Status kebijakan industri
Pemerintahan Trump mengumumkan pada 20 Februari bahwa mereka akan memberlakukan tarif impor global di bawah Bagian 122 Undang-Undang Perdagangan tahun 1974 (tingkat 10% mulai berlaku pada 24 Februari) dan mengancam akan meningkatkannya menjadi 15%. Perusahaan manufaktur industri menghadapi risiko kenaikan biaya rantai pasokan, dan pasar khawatir dengan prospek keuntungan perusahaan berorientasi ekspor seperti Textron.
Harga saham
Harga saham naik 3,09% pada hari itu, mencapai level terendah $97,55 dan jatuh di bawah angka psikologis $100. Kenaikan dalam 5 hari hanya 0,11%, dukungan rata-rata pergerakan jangka pendek melemah, dan beberapa pesanan jual teknis mengintensifkan penurunan.
Konten di atas didasarkan pada informasi publik dan bukan merupakan saran investasi.
Lihat Asli
Halaman ini mungkin berisi konten pihak ketiga, yang disediakan untuk tujuan informasi saja (bukan pernyataan/jaminan) dan tidak boleh dianggap sebagai dukungan terhadap pandangannya oleh Gate, atau sebagai nasihat keuangan atau profesional.
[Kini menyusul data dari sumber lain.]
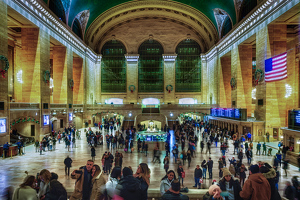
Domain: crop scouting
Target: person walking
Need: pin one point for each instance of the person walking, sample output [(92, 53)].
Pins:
[(210, 166), (197, 177), (264, 149), (258, 148), (68, 164), (181, 174), (93, 153), (256, 186), (204, 168)]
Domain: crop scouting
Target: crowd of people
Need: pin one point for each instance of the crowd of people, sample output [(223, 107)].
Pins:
[(92, 182)]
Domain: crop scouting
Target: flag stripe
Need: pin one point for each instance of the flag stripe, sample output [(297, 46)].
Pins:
[(276, 68)]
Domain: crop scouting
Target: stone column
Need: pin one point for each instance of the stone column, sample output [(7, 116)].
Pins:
[(241, 69), (132, 77), (204, 80), (43, 60), (225, 76), (271, 41), (169, 77), (78, 76), (98, 79), (4, 81), (62, 74), (27, 69)]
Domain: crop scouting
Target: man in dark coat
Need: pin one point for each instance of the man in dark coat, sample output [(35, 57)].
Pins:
[(68, 164), (174, 192), (129, 188)]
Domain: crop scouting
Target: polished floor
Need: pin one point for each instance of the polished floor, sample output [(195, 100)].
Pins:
[(12, 171)]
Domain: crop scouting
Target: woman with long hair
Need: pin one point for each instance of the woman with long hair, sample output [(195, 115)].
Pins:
[(45, 177), (143, 175), (25, 190), (98, 181), (113, 181), (166, 181)]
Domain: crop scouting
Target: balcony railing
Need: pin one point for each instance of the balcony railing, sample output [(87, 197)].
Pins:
[(24, 106)]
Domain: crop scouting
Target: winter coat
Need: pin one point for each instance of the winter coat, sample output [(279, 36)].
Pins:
[(129, 188), (26, 193), (233, 183), (98, 182), (256, 187), (77, 194), (271, 177), (172, 196), (144, 188), (111, 186), (165, 184)]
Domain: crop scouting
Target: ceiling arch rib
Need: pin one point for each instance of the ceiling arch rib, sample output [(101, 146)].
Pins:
[(83, 18), (175, 10), (174, 36), (221, 16)]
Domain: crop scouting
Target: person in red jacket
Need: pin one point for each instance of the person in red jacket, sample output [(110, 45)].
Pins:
[(257, 186)]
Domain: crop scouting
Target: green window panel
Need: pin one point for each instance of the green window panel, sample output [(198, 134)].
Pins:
[(113, 67), (151, 67), (57, 8), (188, 67)]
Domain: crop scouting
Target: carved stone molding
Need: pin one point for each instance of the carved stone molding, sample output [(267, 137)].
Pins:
[(83, 18), (221, 16), (170, 9)]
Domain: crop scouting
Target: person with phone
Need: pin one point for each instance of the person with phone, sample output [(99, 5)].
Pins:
[(83, 184)]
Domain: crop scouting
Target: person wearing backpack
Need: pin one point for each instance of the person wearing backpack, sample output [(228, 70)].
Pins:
[(83, 184)]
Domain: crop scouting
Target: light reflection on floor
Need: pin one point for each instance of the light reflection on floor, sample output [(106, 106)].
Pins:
[(12, 170)]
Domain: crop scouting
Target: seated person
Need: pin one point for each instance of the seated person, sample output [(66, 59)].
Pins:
[(174, 192)]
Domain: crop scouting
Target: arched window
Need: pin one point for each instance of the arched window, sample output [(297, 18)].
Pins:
[(246, 7), (57, 8), (113, 67), (76, 28), (188, 67), (227, 26), (151, 71)]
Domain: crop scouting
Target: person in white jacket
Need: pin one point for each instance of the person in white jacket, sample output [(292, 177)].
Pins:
[(113, 181), (26, 191), (166, 181)]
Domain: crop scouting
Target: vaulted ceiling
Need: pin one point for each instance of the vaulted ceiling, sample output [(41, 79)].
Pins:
[(97, 7)]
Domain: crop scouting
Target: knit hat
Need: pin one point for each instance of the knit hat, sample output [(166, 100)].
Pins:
[(126, 171), (212, 188), (254, 169), (226, 172)]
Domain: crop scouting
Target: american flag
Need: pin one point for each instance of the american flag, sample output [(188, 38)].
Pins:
[(276, 68)]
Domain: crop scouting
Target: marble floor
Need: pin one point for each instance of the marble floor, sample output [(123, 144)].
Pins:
[(12, 171)]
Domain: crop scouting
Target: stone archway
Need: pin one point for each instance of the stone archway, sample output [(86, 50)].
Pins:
[(157, 117)]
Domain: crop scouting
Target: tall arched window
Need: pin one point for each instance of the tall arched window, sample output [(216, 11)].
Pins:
[(151, 67), (113, 67), (188, 67), (246, 7), (76, 28), (227, 26), (57, 8)]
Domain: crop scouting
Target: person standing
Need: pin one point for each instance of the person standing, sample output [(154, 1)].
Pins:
[(210, 166), (256, 186), (197, 176), (68, 164), (37, 145), (83, 185), (258, 148), (181, 174), (264, 149), (249, 155), (204, 168), (93, 153)]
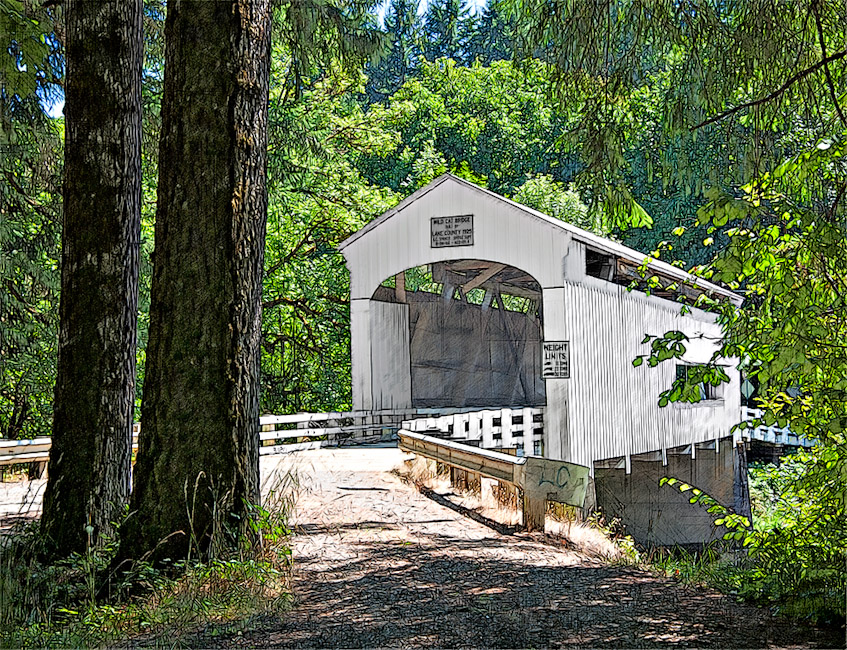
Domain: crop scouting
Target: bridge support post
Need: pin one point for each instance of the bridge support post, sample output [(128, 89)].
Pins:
[(534, 511)]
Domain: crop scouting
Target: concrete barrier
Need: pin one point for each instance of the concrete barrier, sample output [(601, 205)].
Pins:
[(540, 479)]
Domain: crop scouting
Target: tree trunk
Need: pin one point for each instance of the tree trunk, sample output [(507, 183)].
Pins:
[(198, 461), (89, 469)]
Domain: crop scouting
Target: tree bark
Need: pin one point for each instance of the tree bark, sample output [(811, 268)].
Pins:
[(198, 460), (89, 468)]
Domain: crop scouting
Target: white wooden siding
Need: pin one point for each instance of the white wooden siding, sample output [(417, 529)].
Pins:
[(613, 407)]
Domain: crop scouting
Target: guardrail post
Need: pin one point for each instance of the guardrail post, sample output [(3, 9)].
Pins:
[(534, 510)]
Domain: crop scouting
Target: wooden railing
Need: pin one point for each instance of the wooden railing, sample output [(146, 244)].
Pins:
[(37, 450), (285, 433), (773, 434), (521, 429), (540, 479), (277, 433)]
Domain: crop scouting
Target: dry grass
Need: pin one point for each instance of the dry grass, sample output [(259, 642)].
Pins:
[(501, 504)]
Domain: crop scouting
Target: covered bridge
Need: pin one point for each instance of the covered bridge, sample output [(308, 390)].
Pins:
[(463, 299)]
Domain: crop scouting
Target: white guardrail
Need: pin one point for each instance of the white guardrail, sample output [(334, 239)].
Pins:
[(540, 479), (521, 429), (277, 433), (772, 434)]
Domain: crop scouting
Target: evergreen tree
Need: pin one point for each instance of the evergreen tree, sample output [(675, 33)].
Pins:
[(89, 468), (197, 473), (401, 62), (492, 35), (442, 30)]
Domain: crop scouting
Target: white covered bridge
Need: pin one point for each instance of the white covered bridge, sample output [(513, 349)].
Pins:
[(463, 300)]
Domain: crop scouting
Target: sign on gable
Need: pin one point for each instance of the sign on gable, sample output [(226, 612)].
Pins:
[(452, 231)]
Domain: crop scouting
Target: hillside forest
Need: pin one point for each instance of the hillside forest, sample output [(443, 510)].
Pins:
[(711, 135)]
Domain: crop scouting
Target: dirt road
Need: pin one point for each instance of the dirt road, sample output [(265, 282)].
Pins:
[(379, 564)]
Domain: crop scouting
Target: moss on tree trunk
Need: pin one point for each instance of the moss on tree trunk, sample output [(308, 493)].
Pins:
[(89, 468), (198, 462)]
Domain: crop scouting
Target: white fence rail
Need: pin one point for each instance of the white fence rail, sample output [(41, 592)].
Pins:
[(772, 434), (521, 429), (277, 433)]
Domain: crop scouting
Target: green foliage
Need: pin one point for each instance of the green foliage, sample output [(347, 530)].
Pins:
[(544, 194), (443, 29), (31, 62), (316, 199), (493, 121), (796, 561), (86, 600), (30, 225), (392, 70)]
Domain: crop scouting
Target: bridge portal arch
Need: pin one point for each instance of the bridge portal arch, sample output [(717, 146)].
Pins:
[(473, 337)]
Lihat Penafian untuk detailnya.
Harga saham DeSTO mengalami penurunan dipengaruhi oleh berbagai faktor, pasar fokus pada kebijakan makro dan fundamental
Jaringan Pengamat Ekonomi Textron (TXT. N) harga saham turun 2,55% menjadi ditutup pada $98,20 pada 23 Februari 2026, terutama karena faktor-faktor berikut:
Perubahan pelat
Ketiga indeks saham utama AS turun pada hari itu, dengan indeks Dow Jones turun 1,39% dan indeks Nasdaq turun 1,13%. Sektor kedirgantaraan dan militer turun 1,07% secara keseluruhan, dengan penghindaran risiko pasar memanas dan dana mengalir keluar dari saham industri.
Dasar-dasar perusahaan
Tekanan penilaian: Pada 23 Februari, rasio harga-pendapatan (TTM) perusahaan adalah 19,22 kali, lebih tinggi dari beberapa rekan industri, dan ada tekanan aksi ambil untung setelah harga saham baru-baru ini naik 12,65% selama tahun ini.
Omset ringan: Omset pada hari itu hanya $29,21 juta, dan rasio volume 0,52 menunjukkan bahwa aktivitas perdagangan rendah, yang memperkuat volatilitas masing-masing saham.
Status kebijakan industri
Pemerintahan Trump mengumumkan pada 20 Februari bahwa mereka akan memberlakukan tarif impor global di bawah Bagian 122 Undang-Undang Perdagangan tahun 1974 (tingkat 10% mulai berlaku pada 24 Februari) dan mengancam akan meningkatkannya menjadi 15%. Perusahaan manufaktur industri menghadapi risiko kenaikan biaya rantai pasokan, dan pasar khawatir dengan prospek keuntungan perusahaan berorientasi ekspor seperti Textron.
Harga saham
Harga saham naik 3,09% pada hari itu, mencapai level terendah $97,55 dan jatuh di bawah angka psikologis $100. Kenaikan dalam 5 hari hanya 0,11%, dukungan rata-rata pergerakan jangka pendek melemah, dan beberapa pesanan jual teknis mengintensifkan penurunan.
Konten di atas didasarkan pada informasi publik dan bukan merupakan saran investasi.